Eine Schülerin sieht, wie eine Blume als Opfergabe verwelkt. Sie deutet dies nicht nur als Veränderung der Pflanze. Das sichtbare Verwelken erinnert sie daran, dass auch das menschliche Leben vergänglich ist. Ihre Deutung verbindet deshalb eine Beobachtung mit einer religiösen Aussage.
Unterscheide bei einer Deutung drei Schritte: Was sehe ich? Was geschieht damit? Worauf kann es religiös verweisen?
Wie werden buddhistische Werte sichtbar?
Vesakh gilt als Fest der Freude und der Besinnung. Gläubige beschäftigen sich mit Buddhas Lehren und denken über Mitgefühl, Achtsamkeit und Weisheit nach.
- Mitgefühl bedeutet, das Leiden anderer wahrzunehmen und hilfreich zu handeln.
- Achtsamkeit bedeutet, das gegenwärtige Erleben aufmerksam und bewusst wahrzunehmen.
- Weisheit meint hier Einsicht in das Leben und in den Weg zur Überwindung des Leidens.
Soziale Projekte und Wohltätigkeitsaktionen machen Mitgefühl praktisch sichtbar. Wer Bedürftige unterstützt, beschränkt sich nicht auf eine Aussage über Mitgefühl, sondern setzt den Wert in eine Handlung um.
Auch das friedliche Zusammenleben mit Menschen anderer Religionen kann Teil der Besinnung sein. Gläubige werden dazu ermutigt, andere Überzeugungen zu respektieren und harmonisch miteinander zu leben.
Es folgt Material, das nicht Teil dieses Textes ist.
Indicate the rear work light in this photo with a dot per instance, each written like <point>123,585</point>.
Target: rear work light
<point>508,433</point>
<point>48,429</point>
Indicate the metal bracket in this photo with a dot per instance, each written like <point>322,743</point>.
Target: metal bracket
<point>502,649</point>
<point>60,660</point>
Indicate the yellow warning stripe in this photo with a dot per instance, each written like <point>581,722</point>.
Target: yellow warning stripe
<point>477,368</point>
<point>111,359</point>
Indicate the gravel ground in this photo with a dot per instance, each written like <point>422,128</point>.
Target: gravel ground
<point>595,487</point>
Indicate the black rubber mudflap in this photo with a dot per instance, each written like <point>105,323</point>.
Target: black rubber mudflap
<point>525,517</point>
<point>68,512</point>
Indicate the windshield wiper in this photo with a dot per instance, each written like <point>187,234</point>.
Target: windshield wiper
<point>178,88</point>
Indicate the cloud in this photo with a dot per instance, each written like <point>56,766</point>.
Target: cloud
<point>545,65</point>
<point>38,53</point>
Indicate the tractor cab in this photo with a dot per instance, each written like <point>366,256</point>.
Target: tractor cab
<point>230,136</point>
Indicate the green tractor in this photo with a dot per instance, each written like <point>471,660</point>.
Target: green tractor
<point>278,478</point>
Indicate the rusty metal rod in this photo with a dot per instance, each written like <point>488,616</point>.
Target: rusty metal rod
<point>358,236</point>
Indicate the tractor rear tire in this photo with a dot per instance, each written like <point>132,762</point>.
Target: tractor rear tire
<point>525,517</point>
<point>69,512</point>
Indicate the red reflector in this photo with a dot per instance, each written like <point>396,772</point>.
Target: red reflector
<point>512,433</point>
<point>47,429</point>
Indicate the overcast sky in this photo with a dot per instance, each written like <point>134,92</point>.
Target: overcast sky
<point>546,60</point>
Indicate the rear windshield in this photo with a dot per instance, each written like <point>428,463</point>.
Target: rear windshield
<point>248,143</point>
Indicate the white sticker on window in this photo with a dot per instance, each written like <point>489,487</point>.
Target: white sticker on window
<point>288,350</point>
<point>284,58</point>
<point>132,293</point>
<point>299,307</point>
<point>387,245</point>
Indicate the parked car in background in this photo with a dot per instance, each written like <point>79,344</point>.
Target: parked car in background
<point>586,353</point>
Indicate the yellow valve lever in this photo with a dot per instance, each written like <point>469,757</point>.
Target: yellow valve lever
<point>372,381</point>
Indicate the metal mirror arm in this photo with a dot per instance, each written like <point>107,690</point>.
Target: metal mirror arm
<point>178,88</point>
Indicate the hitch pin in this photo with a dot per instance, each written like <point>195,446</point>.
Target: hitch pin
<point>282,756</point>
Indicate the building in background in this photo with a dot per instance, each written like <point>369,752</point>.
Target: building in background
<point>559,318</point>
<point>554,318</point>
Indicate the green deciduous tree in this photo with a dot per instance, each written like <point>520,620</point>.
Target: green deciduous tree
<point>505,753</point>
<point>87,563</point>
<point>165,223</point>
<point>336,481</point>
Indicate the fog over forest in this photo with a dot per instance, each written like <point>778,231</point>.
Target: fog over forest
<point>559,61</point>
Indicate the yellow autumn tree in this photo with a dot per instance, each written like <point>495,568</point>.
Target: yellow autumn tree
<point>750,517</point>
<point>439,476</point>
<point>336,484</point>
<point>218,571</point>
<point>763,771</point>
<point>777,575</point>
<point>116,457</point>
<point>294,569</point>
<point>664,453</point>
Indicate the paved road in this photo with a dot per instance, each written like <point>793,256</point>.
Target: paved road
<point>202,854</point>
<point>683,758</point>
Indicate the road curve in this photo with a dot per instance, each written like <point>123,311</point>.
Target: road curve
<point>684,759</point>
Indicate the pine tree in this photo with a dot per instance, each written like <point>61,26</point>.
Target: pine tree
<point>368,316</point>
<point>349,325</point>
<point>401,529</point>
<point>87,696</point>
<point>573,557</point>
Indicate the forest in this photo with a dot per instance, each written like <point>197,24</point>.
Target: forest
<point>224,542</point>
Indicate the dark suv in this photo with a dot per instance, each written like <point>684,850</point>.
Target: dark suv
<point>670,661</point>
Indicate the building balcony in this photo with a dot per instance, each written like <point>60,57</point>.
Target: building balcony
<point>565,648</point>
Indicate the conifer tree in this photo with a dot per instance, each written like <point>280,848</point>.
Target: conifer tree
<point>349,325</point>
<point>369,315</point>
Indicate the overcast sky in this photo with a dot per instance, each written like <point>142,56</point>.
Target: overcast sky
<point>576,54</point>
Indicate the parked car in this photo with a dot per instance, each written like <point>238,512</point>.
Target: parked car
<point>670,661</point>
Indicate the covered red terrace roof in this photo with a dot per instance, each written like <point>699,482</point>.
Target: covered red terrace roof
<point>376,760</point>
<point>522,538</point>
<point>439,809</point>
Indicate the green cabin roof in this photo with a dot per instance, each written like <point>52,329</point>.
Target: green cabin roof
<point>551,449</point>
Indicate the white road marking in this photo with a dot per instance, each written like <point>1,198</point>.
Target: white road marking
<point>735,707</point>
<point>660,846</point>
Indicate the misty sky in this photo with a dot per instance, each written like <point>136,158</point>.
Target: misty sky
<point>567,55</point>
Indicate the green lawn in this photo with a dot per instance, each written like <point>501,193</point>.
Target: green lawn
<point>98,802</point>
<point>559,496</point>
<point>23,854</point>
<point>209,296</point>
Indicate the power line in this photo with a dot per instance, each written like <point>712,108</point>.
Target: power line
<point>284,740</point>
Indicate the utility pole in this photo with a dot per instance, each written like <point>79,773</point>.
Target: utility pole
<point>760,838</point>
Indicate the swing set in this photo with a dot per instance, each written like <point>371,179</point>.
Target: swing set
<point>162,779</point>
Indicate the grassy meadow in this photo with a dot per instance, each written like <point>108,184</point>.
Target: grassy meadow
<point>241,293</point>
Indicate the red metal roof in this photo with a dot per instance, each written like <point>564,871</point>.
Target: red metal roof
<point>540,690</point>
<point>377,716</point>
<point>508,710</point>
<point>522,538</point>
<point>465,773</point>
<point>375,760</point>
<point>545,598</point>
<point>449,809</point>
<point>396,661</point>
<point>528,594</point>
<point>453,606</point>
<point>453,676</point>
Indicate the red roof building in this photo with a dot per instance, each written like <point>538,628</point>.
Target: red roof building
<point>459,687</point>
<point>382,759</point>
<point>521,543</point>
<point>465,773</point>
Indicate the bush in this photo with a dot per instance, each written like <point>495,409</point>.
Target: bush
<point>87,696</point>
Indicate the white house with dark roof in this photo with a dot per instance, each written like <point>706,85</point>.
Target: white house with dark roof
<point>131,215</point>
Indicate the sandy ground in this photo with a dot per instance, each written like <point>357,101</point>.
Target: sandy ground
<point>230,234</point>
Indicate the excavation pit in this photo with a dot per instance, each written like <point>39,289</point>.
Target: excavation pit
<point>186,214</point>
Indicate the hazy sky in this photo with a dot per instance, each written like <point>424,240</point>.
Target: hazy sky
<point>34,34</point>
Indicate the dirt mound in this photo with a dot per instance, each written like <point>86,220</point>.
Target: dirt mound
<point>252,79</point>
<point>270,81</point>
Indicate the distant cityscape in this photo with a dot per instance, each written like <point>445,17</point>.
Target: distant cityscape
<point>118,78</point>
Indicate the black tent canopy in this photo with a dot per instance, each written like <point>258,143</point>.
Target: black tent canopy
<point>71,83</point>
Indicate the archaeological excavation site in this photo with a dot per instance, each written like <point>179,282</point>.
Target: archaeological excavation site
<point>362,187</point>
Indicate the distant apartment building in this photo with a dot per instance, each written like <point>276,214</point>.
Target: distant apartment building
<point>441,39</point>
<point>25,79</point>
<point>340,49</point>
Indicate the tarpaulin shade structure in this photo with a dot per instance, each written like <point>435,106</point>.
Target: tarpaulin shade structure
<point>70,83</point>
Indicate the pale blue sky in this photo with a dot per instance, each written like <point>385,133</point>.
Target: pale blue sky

Eine Gemeinde spricht während der Feier über Mitgefühl und verteilt anschließend Mahlzeiten an Bedürftige. Das Verteilen ist mehr als ein zusätzlicher Programmpunkt: Es überträgt den besprochenen Wert auf das gesellschaftliche Zusammenleben.
Karteikasten
Überlege zuerst selbst und drehe die Karte anschließend zum Prüfen um.
Alles auf einen Blick
- Vesakh
- Erinnerung
- Geburt Buddhas
- Erleuchtung Buddhas
- Parinirvana Buddhas
- Termin
- Vollmond als Orientierung
- Unterschiede durch Kalender und Traditionen
- Feier
- Tempelbesuch, Puja und Meditation
- Schmuck, Prozessionen und Opfergaben
- Symbolik
- Baden der Statue
- Blumen, Kerzen und Räucherstäbchen
- Lotosblüte
- Werte
- Mitgefühl
- Achtsamkeit
- Weisheit und respektvolles Zusammenleben
- Erinnerung
Abschluss-Check
Prüfe dich zum Schluss: Kannst du bei einem Vesakh-Brauch zuerst die sichtbare Handlung beschreiben und anschließend eine mögliche religiöse Bedeutung begründen? Dann unterscheidest du bereits zwischen Beobachtung und Deutung.